What happens in financial therapy?

When you first start with a financial therapy program, your therapist will ask you what you hope your financial future will look like, and what would have to happen for you to believe that your dreams were realized. The process will often (and usually be most effective) if it involves your spouse or partner as well. The therapist asks you questions to understand how you deal with and think about money, uncovers unhealthy patterns or stress, and brings them out in the open. They may have you complete tests, ask hypothetical as well as the “hard questions” questions to try to understand you and how you view money.

Typically, your financial therapist will then work with you (as well as partner if applicable) to set up short, mid, or long term goal(s). They may be 3-month or 6-month or longer goals as well. After that time, he or she will meet on a recurring basis to evaluate how much you have accomplished and what the next steps are towards your end goal. They will talk about why you may or may not be hitting those goals, and discuss how your emotions come into play with the goals.

After working with a financial therapist for a while, people typically become area of their emotions (which is always a goal); of what causes them to spend, not save, compulsive shop, live beyond their means and more. Or identify what about money that causes them anxiety or financial stress. As time goes on, the goal of therapy is to help people become financially literate enough to make smart decisions on their own and take full responsibility for their personal finance as well as emotions.

Financial therapy

There is a difference between knowing what you should do and actually end up doing it. Emotions and lack of logical thought often cause people to not do the “right thing” when it comes to their finances. That’s why so many fail at financial literacy as well as money management. They know that they should stick to a budget. They know that it’s not good to rack up their credit card debt by buying that expensive TV or taking a 7 year loan for a car they can’t otherwise afford. However, few people have enough discipline to act upon what their inner voice tells them. And before they know it, they are deep in a financial mess that they don’t know how to get out.

Financial therapy bridges the gap between knowing what to do, understanding the love/hate relationship with money and the actual implementation of those goals. Your financial therapist won’t sell you the information you can easily find with a simple web search. They don’t tell you general advice that you already know. They are there to act as your accountability partner, to make sure you stick with the plan, to stress discipline and carry out the plans until completion.

If you have trouble saving money because you crave the positive feelings that you get when you spend, your therapist will attempt to connect you with the positive feelings that you felt at some point in the past when you did save money. Or if you are scared or need help to curb your emotions when you invest in the stock market, or find yourself investing or selling at the worst times, the financial therapist will help you navigate those emotions.

Financial therapy is all about the end results. By shifting your perspective, the financial therapist can help you understand as well redefine the problem. They will work with you to come up with approaches from different angles to solve how you feel about the issue. Whether it’s getting rid of debts or investing unemotionally in the stock market that has been holding your retirement savings back, your financial therapist can help you gradually become aware of your thinking pattern and how it affects your decision making.

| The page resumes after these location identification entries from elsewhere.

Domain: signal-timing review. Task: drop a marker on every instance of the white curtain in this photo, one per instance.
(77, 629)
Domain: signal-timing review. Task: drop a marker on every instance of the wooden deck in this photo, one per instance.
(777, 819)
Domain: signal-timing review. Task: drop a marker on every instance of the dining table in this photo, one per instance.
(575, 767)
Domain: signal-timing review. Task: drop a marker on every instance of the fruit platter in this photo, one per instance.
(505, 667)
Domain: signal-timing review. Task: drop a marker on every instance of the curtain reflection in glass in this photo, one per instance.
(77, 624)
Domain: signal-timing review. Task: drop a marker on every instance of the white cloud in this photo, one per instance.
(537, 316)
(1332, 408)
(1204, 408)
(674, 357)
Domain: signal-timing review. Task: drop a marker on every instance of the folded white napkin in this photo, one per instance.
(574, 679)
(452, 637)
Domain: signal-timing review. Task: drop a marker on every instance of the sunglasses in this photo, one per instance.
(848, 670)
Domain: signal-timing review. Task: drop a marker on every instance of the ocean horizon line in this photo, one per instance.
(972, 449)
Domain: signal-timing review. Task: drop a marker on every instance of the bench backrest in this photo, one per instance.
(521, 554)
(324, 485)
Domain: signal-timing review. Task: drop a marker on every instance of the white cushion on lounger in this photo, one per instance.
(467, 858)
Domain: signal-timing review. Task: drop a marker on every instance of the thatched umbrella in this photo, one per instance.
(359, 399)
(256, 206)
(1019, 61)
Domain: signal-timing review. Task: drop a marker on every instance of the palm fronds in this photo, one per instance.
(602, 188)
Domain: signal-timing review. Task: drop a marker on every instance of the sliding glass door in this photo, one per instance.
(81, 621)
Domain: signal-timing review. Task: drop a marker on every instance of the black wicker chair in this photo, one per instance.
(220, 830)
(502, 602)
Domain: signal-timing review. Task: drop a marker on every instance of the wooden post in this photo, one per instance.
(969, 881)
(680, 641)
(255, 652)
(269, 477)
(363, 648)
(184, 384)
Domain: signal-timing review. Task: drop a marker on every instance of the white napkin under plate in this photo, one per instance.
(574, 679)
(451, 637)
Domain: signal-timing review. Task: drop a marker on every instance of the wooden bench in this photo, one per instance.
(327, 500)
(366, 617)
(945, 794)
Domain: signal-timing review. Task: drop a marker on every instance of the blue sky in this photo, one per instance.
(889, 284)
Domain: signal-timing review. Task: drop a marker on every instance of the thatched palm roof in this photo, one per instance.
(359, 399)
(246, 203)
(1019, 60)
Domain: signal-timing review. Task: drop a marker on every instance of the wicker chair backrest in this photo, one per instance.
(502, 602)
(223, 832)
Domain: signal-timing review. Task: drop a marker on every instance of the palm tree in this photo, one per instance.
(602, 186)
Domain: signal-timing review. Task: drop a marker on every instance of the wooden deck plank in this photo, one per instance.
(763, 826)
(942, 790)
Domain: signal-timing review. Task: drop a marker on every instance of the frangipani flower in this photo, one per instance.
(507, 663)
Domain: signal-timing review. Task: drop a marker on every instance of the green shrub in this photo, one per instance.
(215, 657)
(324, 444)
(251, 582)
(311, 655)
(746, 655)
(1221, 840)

Once you realize what is holding you back, fixing it is a matter of persistence and determination. That’s when your financial therapists experience, counseling and expertise come in handy. They know how to ask the right questions that help you clarify your mind and prioritize the most critical things that count the most towards your end goal.

Find why should you seek help from a Financial Therapist

For those who set up a financial goal at the beginning of the year, do you struggle to achieve it by year-end due to your behaviors? Do you never manage to stay within a monthly budget because you shop too much for wants and not needs or get a “rush” from spending money? Do you gamble or hide your finances from your wife, husband, or partner? Do you invest in and buy stocks at the market high and sell stocks when the market bottoms out which all too many individual investors do? Is finances causes trouble in your marriage or relationships? Does the stock market bring you anxiety? Financial therapy can help with all of these issues and others.

Most people who are already in debt and struggling to makes ends meet don’t imagine paying someone to teach them about the emotional aspects of money. But it can pay dividends. However, not having the right guidance may be the first reason why you can’t stick to a budget or pay off debts. Financial therapy can help you reduce stress, anxiety, end bad habits or addictions, and help you achieve your long term goals.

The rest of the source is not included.